Thinking about it: This can also be manipulated by an enemy on the ground...

[–] darvocet@infosec.pub 6 points 7 months ago

Well they are all radio signals even the ILS and localizers. In the US our 5G network interferes with radio altimeters. A person at home can spoof airplane traffic that would show up in cockpits. Bad actors could cause havoc anywhere.

[–] FlyingSquid@lemmy.world 1 points 7 months ago (1 children)

Would air traffic controllers be able to guide them via radar?

[–] darvocet@infosec.pub 4 points 7 months ago (1 children)

They could but you wouldn’t want to do that for all planes. Planes follow standard departure and approach paths so the controllers know where everyone is and should be going. Moving a few planes around no biggie but if you’re doing radar vectors for everyone that will slow things down dramatically.

[–] FlyingSquid@lemmy.world 3 points 7 months ago

That makes sense.

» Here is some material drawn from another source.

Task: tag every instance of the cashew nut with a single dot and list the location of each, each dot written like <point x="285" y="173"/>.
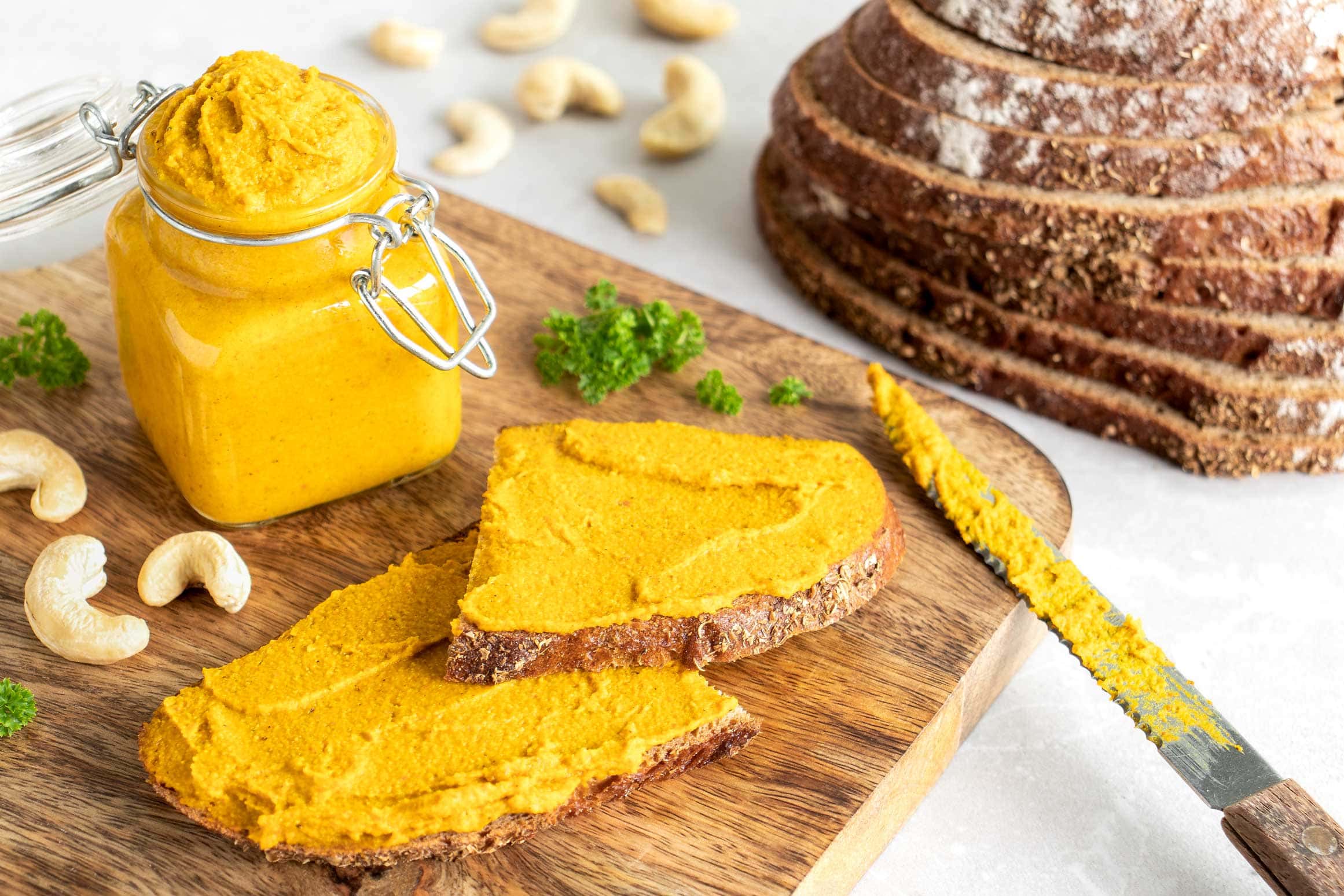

I was thinking more about emergencies because it says outages are almost daily, which means not consistent.

[–] Inductor@feddit.de 8 points 7 months ago* (last edited 7 months ago) (2 children)

They do, but compounding errors are always a problem with inertial navigation.

Instead of GPS, they can use fixed radio beacons like VOR and TACAN (which I think are both just US systems, but there are similar systems around the world and at major airports). This is basically the system that was in use before GPS.

EDIT: grammar

[–] maynarkh@feddit.nl 5 points 7 months ago

VOR is international, my local airport has one. TACAN is military only (though some can be used as a VOR by civilian aircraft), also international, and by the way originally British as per Wikipedia.

[–] spirinolas@lemmy.world 4 points 7 months ago* (last edited 7 months ago)

I understood everything in your comment! All those years playing FSX instead of going to school finally paid off!

[–] Carrolade@lemmy.world 1 points 7 months ago

I am not a pilot or aviation watcher, so I don't know. Makes sense.